The International Association
of Hyperpolyglots
HYPIA
Est. 2016

Interview with
Fernando Tovar Rubalcava
Name: Fernando Adrian Tovar Rubalcava
Nationality or Ethnicity: Mexican
Where do you live?: Mexico City, México
Languages: Spanish (mother language), English (C2), Italian (C1), German (C1), French (C1), Catalan (B1), Portuguese (B1), Arabic (B1), Japanese (N4), Dutch (A2), Nahuatl (A1/A2), Russian (A1), Mandarin Chinese (HSK1), Norwegian (A1), and some academic Latin and Ancient Greek.
Member since:
27 de mayo de 2026
1. What’s your story? How did you get into all these languages?
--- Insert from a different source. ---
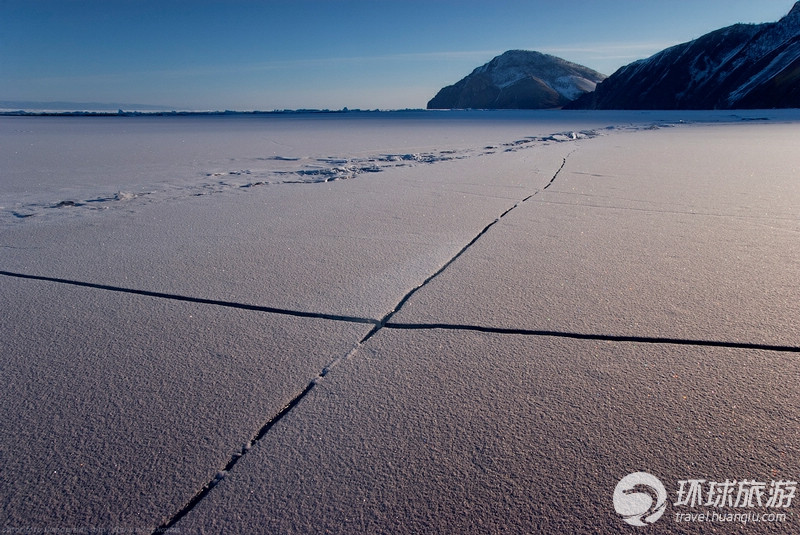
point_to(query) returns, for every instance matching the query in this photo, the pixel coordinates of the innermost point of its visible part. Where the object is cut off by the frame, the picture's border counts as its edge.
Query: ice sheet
(57, 167)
My journey into languages started when I was just five years old, driven by a lot of curiosity and three very specific childhood moments. The first one was watching the movie Spirited Away. My five-year-old brain couldn't understand how people in the film could read such complex characters like kanji and know exactly how to pronounce them without any trouble. In Spanish, my native language, a letter like 'A' is always just 'A', so seeing a highly visual script being decoded so naturally by native speakers completely blew my mind and made me realize that other writing systems existed. This was also the time when I grew up watching Studio Ghibli films with my grandmother, starting with Howl's Moving Castle and Spirited Away during the exact same afternoon. The second moment came from my favorite childhood treat, Kinder Surprise Eggs. I loved them, and I became fascinated by the safety warnings on the wrappers, which were printed in a huge variety of languages. It was the first time I saw so many languages grouped together. The third spark was a global label collection that Coca-Cola released. Seeing how a brand I drank every day looked completely different in other parts of the world was amazing to me, especially the Amharic script from Ethiopia, which became my absolute favorite.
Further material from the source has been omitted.